Event Review: Jazz:Re:Found Festival (Turin, Italy; 29th November to 3rd December 2017)

Embraced by the Alps Mountains in the North-western area of Italy, Turin is a city marked by its aristocratic past and industrial history. This contrast best represents the city’s multiple facets: richness and poverty, innovation and tradition, history and modernity all living together in one place. This blend and mix of identities makes it the best playground for a festival like Jazz Re:Found, which every year intends to interpret the facets of ”black music” in new and interesting ways, looking at what it’s been, what it has become and where its legacy is leading to.

The past editions featured names like Snarky PuppyMoodymann, Grandmaster Flash, GoGo Penguin, and many more. To celebrate its 10th-year anniversary this year, the festival arranged an ambitious, diverse and exciting line-up that covered over 50 years of music history – a time span well represented by the two festival previews held in Milan (during November) with Brazilian jazz-funk trio Azymuth and West Coast bassist Thundercat.

A last-minute change of locations due to security issues didn’t stop Jazz:Re:Found kicking off with one of the warmest acts on the menu: Cory Henry & the Funk Apostles, whose performance was introduced by Nigerian-Greek electro-soul duo Technoir. Like a football team entering the stadium, the American organist and his apostles were welcomed by an impatient crowd cheerfully chanting the motive of his song “NaaNaaNaa”Presenting one of the best shows of the entire festival, Cory and his band gave a heartfelt performance that didn’t spare breathtaking virtuosic solos and devoted contact with the crowd.

The next day, it was time to pay homage to a milestone of Italian music: iconic jazz-rock saxophonist James Senese and his Napoli Centrale, who presented their latest work “O Sanghe”, along with classics like “Ngazzate Nire” and “Campagna”The band also affectionately paid homage to late Italian singer-songwriter Pino Daniele, who was a long time friend and collaborator of Senese, in an energetic interpretation of “A Me Me Piace ‘O Blues”. Rhythm Section’s Bradley Zero then kept everybody dancing all night, with a fine selection of groovy music gems.
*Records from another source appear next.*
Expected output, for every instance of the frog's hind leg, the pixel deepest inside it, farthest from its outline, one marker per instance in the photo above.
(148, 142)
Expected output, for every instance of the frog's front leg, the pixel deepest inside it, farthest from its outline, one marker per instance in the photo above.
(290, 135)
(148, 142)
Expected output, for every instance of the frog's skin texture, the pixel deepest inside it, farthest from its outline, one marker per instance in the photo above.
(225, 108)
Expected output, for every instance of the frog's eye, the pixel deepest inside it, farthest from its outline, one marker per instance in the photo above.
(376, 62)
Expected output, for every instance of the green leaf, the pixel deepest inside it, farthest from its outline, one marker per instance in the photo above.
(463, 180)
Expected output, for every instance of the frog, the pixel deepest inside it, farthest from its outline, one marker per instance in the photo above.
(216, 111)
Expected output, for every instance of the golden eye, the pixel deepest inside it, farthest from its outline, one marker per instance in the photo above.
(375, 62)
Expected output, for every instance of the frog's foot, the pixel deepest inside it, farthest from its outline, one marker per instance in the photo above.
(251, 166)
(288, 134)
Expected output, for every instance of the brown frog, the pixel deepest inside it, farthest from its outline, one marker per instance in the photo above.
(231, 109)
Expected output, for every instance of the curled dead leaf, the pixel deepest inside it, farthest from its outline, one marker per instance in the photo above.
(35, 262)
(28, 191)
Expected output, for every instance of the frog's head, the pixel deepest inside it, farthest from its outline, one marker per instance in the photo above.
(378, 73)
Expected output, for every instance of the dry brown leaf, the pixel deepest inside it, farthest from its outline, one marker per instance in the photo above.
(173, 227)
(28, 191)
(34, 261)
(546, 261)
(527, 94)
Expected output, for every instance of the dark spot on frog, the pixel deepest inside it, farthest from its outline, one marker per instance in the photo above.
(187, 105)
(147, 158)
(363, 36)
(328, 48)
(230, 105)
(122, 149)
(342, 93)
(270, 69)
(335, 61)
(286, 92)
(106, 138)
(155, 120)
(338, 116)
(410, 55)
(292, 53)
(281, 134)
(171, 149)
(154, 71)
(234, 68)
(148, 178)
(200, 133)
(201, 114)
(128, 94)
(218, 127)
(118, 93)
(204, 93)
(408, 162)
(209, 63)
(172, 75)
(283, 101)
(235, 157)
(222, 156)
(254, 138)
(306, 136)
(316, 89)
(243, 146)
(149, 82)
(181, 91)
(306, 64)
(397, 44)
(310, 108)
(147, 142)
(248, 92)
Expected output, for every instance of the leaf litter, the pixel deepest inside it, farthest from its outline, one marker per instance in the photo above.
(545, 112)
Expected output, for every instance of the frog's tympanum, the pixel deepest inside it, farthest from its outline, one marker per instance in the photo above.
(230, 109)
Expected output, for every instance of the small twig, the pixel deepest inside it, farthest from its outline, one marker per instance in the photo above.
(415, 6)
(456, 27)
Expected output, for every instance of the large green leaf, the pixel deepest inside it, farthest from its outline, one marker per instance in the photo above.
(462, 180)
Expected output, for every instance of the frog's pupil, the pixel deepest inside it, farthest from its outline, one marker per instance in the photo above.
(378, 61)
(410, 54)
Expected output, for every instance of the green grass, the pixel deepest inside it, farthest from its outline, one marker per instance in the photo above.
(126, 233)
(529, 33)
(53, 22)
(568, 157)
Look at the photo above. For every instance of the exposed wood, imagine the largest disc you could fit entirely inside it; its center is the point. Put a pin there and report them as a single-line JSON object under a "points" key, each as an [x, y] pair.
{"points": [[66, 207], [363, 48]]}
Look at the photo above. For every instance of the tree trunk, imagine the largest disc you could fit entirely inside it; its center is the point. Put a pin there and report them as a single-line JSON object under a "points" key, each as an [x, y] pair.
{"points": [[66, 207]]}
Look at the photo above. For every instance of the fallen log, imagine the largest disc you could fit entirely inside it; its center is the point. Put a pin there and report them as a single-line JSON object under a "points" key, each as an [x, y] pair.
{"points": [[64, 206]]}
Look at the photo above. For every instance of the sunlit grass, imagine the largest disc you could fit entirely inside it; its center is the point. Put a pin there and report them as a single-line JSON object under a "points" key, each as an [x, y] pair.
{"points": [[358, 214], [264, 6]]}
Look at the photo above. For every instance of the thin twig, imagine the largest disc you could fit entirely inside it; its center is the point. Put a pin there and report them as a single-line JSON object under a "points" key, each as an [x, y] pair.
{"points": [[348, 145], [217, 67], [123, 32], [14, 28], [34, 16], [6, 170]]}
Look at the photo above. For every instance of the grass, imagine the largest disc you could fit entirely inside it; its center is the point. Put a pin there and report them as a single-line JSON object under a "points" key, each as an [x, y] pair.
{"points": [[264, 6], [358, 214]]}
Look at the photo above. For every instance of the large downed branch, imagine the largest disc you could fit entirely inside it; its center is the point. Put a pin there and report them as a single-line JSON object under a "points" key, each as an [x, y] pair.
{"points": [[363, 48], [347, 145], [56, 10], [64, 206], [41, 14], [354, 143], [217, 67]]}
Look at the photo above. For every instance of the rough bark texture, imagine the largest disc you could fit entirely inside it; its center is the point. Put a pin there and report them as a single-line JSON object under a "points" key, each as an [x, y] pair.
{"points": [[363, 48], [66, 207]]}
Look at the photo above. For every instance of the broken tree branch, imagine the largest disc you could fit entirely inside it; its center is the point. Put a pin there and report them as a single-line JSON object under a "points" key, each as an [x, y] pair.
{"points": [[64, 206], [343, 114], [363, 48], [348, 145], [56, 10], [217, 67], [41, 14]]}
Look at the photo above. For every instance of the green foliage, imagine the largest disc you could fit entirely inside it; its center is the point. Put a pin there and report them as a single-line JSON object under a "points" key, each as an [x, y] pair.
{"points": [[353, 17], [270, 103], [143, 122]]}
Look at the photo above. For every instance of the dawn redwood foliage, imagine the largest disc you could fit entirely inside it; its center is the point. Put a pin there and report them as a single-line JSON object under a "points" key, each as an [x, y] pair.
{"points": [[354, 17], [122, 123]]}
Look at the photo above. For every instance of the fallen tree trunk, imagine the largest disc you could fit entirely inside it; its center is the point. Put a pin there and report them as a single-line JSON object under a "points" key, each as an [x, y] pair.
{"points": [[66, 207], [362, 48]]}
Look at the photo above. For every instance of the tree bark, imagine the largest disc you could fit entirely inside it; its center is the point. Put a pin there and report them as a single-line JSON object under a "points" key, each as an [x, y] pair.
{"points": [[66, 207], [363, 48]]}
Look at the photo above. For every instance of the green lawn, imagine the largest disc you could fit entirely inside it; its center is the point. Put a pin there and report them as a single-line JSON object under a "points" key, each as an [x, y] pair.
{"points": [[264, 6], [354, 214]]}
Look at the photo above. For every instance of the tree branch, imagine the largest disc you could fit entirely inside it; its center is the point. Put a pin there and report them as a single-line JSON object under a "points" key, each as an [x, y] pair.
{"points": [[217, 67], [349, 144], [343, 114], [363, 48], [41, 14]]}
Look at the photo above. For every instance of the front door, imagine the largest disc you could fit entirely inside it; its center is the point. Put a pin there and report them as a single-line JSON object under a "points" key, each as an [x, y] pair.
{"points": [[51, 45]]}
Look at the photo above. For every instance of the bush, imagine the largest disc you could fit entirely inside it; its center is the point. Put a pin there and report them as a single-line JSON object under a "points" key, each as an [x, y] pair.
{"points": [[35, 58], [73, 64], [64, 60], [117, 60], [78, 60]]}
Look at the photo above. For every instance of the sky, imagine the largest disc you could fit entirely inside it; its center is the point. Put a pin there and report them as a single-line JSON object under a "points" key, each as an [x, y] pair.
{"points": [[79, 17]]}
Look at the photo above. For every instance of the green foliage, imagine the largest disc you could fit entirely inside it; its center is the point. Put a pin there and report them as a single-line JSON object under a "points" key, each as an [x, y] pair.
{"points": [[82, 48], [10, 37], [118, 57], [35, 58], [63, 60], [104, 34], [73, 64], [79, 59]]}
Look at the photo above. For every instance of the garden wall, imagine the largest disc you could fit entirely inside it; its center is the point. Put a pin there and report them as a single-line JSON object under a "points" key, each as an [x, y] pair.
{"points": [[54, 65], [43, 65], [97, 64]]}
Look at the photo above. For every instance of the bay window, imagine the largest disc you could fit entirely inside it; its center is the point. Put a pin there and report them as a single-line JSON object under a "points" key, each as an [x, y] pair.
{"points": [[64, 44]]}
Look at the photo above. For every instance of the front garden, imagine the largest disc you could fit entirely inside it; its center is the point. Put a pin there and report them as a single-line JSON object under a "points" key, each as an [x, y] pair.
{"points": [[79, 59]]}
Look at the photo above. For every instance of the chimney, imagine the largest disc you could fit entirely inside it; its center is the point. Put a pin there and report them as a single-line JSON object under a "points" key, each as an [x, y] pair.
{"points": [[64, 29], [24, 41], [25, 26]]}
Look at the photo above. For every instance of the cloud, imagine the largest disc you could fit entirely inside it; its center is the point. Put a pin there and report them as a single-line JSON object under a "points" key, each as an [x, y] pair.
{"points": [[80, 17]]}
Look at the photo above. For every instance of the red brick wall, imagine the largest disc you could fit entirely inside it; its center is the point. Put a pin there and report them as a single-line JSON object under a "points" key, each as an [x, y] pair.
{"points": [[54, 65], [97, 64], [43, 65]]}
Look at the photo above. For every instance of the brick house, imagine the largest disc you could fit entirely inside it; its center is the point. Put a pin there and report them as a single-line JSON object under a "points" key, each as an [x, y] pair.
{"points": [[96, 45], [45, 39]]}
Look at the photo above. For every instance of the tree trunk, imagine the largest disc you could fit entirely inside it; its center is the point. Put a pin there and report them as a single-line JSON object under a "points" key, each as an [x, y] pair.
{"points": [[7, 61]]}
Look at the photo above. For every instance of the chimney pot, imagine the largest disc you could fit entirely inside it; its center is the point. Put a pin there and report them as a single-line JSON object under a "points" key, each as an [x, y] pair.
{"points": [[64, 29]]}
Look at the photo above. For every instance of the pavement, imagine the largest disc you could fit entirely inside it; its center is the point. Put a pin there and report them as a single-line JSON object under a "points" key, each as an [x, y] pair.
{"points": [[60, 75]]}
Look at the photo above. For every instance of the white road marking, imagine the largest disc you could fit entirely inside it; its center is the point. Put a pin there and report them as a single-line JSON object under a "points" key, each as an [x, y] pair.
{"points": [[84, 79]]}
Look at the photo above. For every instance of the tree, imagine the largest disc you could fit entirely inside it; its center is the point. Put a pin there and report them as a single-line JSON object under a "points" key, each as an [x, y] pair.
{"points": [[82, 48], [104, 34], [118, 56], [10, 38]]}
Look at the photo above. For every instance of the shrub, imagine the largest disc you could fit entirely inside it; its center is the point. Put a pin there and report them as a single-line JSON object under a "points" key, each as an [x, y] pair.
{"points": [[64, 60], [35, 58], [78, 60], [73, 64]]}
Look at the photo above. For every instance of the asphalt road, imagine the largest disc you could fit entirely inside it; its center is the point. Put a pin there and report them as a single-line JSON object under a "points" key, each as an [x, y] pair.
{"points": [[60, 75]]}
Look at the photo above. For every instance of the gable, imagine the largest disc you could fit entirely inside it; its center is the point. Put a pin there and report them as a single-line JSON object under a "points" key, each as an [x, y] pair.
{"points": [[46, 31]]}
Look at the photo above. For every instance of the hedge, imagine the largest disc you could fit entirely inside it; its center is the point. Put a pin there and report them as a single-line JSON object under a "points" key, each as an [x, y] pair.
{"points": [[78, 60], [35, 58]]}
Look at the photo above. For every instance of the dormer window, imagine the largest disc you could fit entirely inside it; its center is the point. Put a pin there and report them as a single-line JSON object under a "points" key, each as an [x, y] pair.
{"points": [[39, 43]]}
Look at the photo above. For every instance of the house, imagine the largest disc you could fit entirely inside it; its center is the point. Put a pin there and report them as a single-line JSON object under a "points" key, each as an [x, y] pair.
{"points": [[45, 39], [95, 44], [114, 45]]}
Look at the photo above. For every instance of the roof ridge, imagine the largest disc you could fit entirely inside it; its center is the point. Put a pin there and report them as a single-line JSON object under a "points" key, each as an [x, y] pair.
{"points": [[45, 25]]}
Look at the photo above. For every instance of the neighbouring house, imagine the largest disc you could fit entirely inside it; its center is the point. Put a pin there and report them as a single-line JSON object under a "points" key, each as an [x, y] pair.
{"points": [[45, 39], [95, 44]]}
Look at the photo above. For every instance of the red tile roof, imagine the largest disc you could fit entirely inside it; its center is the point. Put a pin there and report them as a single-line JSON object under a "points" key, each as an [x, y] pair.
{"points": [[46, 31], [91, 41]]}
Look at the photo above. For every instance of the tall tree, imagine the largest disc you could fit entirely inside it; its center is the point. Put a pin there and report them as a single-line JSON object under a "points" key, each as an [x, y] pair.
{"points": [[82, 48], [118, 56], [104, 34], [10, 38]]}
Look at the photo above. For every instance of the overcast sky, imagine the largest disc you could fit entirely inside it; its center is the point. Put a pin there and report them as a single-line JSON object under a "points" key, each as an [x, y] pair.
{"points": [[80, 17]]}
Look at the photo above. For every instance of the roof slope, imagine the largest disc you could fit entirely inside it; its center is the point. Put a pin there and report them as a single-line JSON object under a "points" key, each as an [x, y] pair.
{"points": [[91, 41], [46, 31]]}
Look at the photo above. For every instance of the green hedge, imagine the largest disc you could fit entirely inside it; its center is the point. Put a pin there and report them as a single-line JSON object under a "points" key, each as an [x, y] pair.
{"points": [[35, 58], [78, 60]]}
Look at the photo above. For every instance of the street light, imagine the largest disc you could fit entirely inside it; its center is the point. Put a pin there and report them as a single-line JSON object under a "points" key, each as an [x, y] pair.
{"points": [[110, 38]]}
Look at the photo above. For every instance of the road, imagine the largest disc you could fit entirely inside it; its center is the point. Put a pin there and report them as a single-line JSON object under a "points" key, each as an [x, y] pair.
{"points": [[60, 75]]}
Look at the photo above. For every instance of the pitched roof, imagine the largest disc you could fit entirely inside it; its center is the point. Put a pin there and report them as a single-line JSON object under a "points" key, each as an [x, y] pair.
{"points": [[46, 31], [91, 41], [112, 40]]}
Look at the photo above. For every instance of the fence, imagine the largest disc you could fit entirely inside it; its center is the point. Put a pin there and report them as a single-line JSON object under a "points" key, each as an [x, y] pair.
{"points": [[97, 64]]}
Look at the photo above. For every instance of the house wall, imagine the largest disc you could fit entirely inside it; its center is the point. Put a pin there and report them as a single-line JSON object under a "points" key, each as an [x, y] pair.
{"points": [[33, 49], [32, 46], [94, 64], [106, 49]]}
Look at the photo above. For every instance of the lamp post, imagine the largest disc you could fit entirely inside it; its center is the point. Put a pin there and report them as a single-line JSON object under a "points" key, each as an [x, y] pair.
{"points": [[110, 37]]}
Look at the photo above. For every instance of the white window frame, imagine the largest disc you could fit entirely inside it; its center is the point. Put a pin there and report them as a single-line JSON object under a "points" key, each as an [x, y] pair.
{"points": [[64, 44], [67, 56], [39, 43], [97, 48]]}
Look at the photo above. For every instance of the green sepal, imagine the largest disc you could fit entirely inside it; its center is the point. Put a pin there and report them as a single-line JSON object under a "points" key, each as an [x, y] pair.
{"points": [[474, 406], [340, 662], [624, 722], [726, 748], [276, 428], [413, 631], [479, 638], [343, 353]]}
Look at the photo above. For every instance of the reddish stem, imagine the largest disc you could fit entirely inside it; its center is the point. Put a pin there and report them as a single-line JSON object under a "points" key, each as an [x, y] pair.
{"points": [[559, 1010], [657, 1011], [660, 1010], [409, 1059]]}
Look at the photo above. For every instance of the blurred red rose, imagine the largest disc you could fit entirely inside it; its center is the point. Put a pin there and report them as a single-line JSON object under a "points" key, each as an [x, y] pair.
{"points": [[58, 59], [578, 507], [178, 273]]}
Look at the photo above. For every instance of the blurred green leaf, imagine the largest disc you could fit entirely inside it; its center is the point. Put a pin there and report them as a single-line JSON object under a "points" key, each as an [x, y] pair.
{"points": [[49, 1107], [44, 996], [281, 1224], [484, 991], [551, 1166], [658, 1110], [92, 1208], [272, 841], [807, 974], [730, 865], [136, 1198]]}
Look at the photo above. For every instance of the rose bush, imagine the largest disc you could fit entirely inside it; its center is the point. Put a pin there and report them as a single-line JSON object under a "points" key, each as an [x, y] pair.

Computers, synths, drum machines and sequencers were the protagonists of the third day, introduced by young Dutch producer Jameszoo – who presented his concept of ‘naive computer jazz’, followed by Belgian DJ and tastemaker LeFtO. The stage this time was set for another celebration of music history as Roni Size brought drum ‘n bass’s golden years back to life in a thrilling show to celebrate the 20-year anniversary of New Forms, his first album considered a milestone of the genre – followed by UK breakbeat and jungle producer Goldie.

Like last year, Jazz:Re:Found showed a great ability in creating a finely balanced programme, best represented by the closing night of Saturday when live acts, electronic music, and DJs met seamlessly. Opened by jazz drummer Moses Boyd and his band, the night went on with the stunning AV show by French composer Chassol. His hands on the keyboard perfectly intertwined with his drummer’s impeccable beats and the intricate orchestra of sounds of birds, voices, and percussions recorded on a trip to Martinique, shaping a performance of rare beauty in which music magically transported the audience somewhere else through time and space. Followed by Italian dub-ska band Casino Royale, the night then went on with a restless battalion of dance masters – from legendary Studio 54 resident DJ Nicky Siano, to Peggy Gou, Tama Sumo, and German vinyl wizard Motor City Drum Ensemble.

Even though the last-minute emergency caused the location to be packed every night, it didn’t stop the spirit of joy and love for music from flowing from every corner of the room, from every smile around us and from every beat pumping through the speakers. Besides the misfortunes, Jazz:Re:Found holds its place on the podium and stays a beautiful, one-of-a-kind festival in Italy – the kind that a true music lover should never miss.